Implementation Details
- Concatenates text and video token sequences of multiple scenes into a unified one-dimensional sequence.
- Uses a segment-level conditional mask to condition the generation of new scenes on preceding segments.
- Combines pre-training on non-contiguous video segments with supervised fine-tuning on coherent multi-scene videos.
Innovation Points
- Symmetric binary mask: Ensures precise alignment between text annotations and video segments while preserving temporal coherence.
- Segment-level conditional mask: Enables auto-regressive scene extension by conditioning new segments on preceding ones.
- Pre-training strategy: Reduces reliance on large-scale consecutive video data by training on non-contiguous segments.
Results
Experimental Setup
- Pre-training dataset: 1 million video samples from Panda70M, concatenated into multi-scene videos.

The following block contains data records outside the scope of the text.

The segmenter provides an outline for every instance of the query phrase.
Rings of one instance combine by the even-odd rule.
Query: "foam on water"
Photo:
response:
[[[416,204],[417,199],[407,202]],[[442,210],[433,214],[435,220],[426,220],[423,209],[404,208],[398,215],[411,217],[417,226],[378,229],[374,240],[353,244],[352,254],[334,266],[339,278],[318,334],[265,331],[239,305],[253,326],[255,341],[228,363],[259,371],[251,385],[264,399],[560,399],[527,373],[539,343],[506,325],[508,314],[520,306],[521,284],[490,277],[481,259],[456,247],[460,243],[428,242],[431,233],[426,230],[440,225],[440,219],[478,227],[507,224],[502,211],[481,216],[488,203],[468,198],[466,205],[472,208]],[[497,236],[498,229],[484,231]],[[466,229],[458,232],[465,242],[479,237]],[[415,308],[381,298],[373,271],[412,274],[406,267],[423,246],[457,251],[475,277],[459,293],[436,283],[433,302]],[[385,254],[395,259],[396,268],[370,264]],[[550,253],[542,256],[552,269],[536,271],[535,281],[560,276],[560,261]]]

- Supervised fine-tuning dataset: Constructed from long-form videos segmented into coherent multi-scene combinations.
- Evaluation dataset: 50 scenes with diverse prompts generated using ChatGPT.
Key Findings
- Mask²DiT achieves significant improvements in visual consistency (70.95%) and sequence consistency (47.45%) compared to state-of-the-art methods.
- The model excels in maintaining character consistency, background coherence, and stylistic uniformity across scenes.
- Auto-regressive scene extension capability allows for seamless generation of additional scenes with high fidelity.
Limitations
- Limited to generating animated videos due to training data constraints.
- Motion dynamics and scene durations require further investigation for broader applicability.